Sinteyut, que estaba acostado en el suelo y que trataba con desesperación de detener con su capa la hemorragia de su nariz, tuvo que hacer valer sus fueros de capitán de capitanes:

–¡Ya, carajo! –gritó furioso–. ¿Por qué perdéis el tiempo en pendejadas? El maldito Hunac Kel ya está muerto y ni su fama de diocesillo lo salvó. ¿Por qué no habéis dicho una palabra sobre mi fallida coronación como rey de Chichén Itzá? Eso es lo que verdaderamente importa.

–Pero, Sinteyut –dijo Ixcuat–, ¿de qué carajos hablas? Tu coronación se ha ido a la chingada… ¿o acaso deseas regresar ahora mismo para que te juramente el Señor Triste y te señale el lugar de tu trono? Piensa con la cabeza, capitán: ya todo acabó y sólo nos resta regresar a México-Tenochtitlan.

Sinteyut, sin levantarse del suelo, habló:

–De eso quería hablaros y no de las idioteces con que perdéis el tiempo. Claro que regresaremos a México-Tenochtitlan, pero a integrar un nuevo ejército, con muchas armas y muchos huevos. Entonces retornaremos a Chichén Itzá y practicaremos una carnicería, comenzando por el Señor Triste. Al caciquillo, una vez que me corone, lo mataré también. Vosotros ya no tendréis que padecer los desplantes de Hunac Kel: reinaréis conmigo y ricos seréis.

Los sicarios se miraron entre sí, asombrados. Nunca se imaginaron que Sinteyut abrigara planes de regresar a Chichén Itzá para tomar el poder. Se escucharon algunos cuchicheos antes de que Taxcal asumiera la palabra:

–Capitanes –los exhortó– ya escuchasteis al gran jefe. ¿Os esperabais algo semejante? Yo creo que no, pues vuestros rostros azorados os delatan. Yo, en lo personal, doy por estupendo el plan de Sinteyut…. y espero que vosotros también. Ser ricos y poderosos no es una dádiva de los dioses: hay que joderse de a de veras y arriesgar el pellejo para aspirar a ese estilo de vida. Nosotros no nos vamos a culear ante los pendejos que ahora gobiernan Chichén Itzá y no estamos dispuestos a cederles la plaza. Yo quiero ser rico y poderoso y voy a luchar por ello, así tenga que despacharme al Señor Triste, al puto capitán Puma Rojo o a cualquier insensato que se oponga a mis deseos. Tengo las manos manchadas de la sangre del ingrato Hunac Kel quien, dicho sea de paso, era chingón de a de veras.
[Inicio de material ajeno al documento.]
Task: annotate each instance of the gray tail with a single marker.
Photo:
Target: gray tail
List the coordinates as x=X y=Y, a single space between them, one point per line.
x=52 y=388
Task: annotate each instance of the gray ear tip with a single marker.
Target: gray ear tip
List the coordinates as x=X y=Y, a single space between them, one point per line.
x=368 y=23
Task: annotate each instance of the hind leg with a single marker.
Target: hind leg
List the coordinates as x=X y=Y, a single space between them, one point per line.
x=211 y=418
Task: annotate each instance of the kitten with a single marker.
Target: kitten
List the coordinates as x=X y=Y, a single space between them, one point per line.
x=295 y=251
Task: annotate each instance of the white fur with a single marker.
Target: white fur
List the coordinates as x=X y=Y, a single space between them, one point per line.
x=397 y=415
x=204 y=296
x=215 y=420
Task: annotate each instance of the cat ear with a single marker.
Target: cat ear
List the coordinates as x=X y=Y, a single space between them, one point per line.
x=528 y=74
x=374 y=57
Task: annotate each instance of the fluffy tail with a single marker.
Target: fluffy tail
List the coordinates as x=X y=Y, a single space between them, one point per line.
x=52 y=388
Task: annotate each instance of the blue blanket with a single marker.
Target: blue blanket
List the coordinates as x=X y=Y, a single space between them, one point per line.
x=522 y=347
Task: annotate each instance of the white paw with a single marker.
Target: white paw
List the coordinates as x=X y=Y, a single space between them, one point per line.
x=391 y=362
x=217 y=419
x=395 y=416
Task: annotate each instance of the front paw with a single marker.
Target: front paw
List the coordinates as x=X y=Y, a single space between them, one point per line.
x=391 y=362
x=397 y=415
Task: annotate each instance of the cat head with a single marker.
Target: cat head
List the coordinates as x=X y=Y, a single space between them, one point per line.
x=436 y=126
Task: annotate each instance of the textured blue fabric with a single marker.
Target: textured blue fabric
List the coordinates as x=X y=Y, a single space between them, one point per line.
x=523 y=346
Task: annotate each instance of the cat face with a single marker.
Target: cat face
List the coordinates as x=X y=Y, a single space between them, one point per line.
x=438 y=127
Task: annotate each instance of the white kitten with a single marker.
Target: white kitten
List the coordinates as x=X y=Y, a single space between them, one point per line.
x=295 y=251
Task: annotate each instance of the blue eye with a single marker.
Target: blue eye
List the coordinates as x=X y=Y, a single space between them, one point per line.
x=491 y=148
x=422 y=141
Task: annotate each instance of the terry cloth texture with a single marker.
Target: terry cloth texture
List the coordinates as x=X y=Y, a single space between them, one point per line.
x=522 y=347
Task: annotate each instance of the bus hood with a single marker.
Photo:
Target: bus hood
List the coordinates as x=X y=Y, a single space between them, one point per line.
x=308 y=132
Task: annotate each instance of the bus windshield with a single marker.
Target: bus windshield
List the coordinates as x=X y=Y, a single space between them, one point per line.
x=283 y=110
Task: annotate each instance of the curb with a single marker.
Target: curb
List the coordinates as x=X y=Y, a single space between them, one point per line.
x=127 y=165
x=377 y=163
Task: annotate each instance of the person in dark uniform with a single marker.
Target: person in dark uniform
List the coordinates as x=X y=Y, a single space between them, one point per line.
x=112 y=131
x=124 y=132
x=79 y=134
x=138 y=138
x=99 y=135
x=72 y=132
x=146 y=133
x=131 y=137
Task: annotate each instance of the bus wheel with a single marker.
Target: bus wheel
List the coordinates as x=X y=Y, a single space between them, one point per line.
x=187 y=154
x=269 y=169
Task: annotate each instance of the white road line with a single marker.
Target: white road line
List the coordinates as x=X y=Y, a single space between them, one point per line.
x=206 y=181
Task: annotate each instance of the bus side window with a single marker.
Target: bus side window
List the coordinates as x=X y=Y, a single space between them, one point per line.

Entonces, si ya he comenzado la tarea ¿por qué no voy a echarme a cuanto pendejete se cruce por mi camino? Yo sé que vosotros, capitanes, pensáis lo mismo que yo, y ambicionáis ser ricos y poderosos. Nuestro destino está marcado: sigamos a Sinteyut, viajemos a México-Tenochtitlan para integrar un gran ejército, y regresarnos a La Ciudad de los Brujos del Agua como sus nuevos dueños.

Todos aprobaron con una cerrada ovación la proposición de Taxcal, el segundo de a bordo. En ese momento, Sinteyut, poniéndose de pie, dio órdenes de proseguir la marcha. El hombre se veía mejor: la hemorragia había cesado.